In 1916 he was called to service in the California National Guard and shortly thereafter  retired to run his fruit farm in California’s Central Valley.

In 1934, McKenry and his wife divorced and he began struggling with depression. As his rheumatoid arthritis grew progressively worse he decided to end his life on the evening of November 1, 1956. He placed a shotgun in his mouth and fired. He left no note.

Lincoln "Link" Blakely (1912-1976) Cincinnati Reds Outfielder

Linc Blakely

Main Mausoleum, Sec. 9, Crypt 153, Tier 10

Lincoln Blakely was born in Oakland and attended Oakland Technical High School.

In 1934 Lincoln Blakely had a good shot at becoming the regular leftfielder for the Cincinnati Reds, but greed and his ego may have ended his big league career. After two good offensive games and a career of being underpaid in the minor leagues, Blakely took the advice of a newsboy and initiated a one-man sit down strike demanding more money. The Reds found a new leftfielder and Blakely never played another major league game. Harlin Pool ended up becoming the leftfielder for the Reds.

Blakely ended up playing only 34 games, batting just .225 in 102 at-bats and never hitting a homerun.

Bill Brenzel (1910-1979) Major League Baseball Player and Scout

Bill Brenzel

Outdoor Garden Mausoleum, Crypt 11, Tier 2

Bill Branzel was an Oakland native who attended Fremont High School. He left school when he was 16 years old to play baseball for the Mission Club of the Pacific Coast League in San Francisco.

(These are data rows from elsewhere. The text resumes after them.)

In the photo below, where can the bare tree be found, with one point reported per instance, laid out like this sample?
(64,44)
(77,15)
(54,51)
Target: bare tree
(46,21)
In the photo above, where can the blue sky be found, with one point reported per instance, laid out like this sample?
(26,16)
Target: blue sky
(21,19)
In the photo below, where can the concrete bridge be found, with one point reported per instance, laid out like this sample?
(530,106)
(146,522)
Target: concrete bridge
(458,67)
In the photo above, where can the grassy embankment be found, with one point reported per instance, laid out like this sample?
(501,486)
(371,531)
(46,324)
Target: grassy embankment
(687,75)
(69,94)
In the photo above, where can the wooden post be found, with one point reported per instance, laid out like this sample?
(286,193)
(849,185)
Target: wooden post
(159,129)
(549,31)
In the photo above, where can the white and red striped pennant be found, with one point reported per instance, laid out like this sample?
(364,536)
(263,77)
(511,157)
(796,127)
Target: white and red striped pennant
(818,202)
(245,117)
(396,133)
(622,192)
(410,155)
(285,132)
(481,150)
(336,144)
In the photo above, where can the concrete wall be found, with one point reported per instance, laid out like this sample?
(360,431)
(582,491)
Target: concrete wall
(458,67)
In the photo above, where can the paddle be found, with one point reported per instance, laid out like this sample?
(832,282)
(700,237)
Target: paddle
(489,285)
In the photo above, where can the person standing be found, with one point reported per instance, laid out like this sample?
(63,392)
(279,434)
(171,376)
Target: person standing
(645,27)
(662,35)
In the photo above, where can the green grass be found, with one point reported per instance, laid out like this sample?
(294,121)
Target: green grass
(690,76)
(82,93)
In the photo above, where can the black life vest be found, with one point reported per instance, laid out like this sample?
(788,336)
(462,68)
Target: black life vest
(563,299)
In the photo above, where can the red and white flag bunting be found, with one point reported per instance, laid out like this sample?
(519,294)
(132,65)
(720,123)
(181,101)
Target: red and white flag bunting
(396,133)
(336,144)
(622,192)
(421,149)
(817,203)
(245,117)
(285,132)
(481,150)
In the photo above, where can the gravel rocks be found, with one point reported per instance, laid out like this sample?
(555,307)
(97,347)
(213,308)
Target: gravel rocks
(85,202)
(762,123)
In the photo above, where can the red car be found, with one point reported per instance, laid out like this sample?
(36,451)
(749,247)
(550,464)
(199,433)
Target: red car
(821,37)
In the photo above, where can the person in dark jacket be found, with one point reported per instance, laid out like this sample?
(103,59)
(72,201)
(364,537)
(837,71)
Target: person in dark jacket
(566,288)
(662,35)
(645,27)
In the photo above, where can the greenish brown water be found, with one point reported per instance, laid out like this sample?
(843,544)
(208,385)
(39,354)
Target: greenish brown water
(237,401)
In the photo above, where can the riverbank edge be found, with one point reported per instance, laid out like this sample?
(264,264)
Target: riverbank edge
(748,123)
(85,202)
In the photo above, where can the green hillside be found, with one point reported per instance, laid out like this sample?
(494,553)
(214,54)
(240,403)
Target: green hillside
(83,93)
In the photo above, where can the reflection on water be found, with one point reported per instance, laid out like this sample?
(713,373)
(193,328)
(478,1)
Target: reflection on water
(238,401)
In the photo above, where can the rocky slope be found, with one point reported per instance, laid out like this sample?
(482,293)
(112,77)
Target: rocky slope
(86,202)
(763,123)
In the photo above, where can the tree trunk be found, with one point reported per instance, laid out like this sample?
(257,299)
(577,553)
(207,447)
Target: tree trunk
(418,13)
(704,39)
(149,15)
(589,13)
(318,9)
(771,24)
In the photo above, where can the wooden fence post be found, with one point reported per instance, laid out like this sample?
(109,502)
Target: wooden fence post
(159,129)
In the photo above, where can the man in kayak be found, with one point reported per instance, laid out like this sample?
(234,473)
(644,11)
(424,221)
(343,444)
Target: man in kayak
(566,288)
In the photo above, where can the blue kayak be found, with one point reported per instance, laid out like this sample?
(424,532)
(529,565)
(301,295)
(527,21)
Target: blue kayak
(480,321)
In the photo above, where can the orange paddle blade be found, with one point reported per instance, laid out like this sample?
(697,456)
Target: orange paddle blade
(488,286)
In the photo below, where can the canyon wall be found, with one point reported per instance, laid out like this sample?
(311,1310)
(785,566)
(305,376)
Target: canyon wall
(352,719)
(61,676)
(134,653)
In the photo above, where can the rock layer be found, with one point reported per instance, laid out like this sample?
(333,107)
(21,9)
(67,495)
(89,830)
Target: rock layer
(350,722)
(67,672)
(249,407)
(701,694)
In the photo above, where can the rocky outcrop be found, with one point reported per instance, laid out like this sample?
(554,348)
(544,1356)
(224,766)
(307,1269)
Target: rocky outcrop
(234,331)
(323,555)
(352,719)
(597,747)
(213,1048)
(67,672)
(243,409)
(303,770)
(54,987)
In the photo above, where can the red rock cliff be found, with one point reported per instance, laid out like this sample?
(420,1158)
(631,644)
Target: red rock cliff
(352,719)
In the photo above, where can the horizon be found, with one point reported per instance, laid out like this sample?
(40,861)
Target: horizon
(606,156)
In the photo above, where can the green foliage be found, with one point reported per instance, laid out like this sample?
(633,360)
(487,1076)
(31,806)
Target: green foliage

In 1931, at the age of 20, he joined the Pittsburgh Pirates organization and beat out full-time catcher Fred Hoffman for the starting job. In 1934, he was purchased by the Cleveland Indians from Kansas City and eventually became the first string catcher when Frankie Pytlak left because of illness. He ended up playing two seasons for Cleveland before retiring.

Known for his quick wit and slow feet, he made it to the majors based on his defensive skills, not his offensive prowess. He only hit .198 in his three major league seasons.

After his career ended he managed in the minor leagues before becoming a scout for the Los Angeles Dodgers. One of his major recruits was Earl Robinson, the two sport star of the California Golden Bears. Robinson ended up signing a $75,000 bonus with the Dodgers, a record at the time for a black player.

His son Gary also played baseball in college and the minor leagues.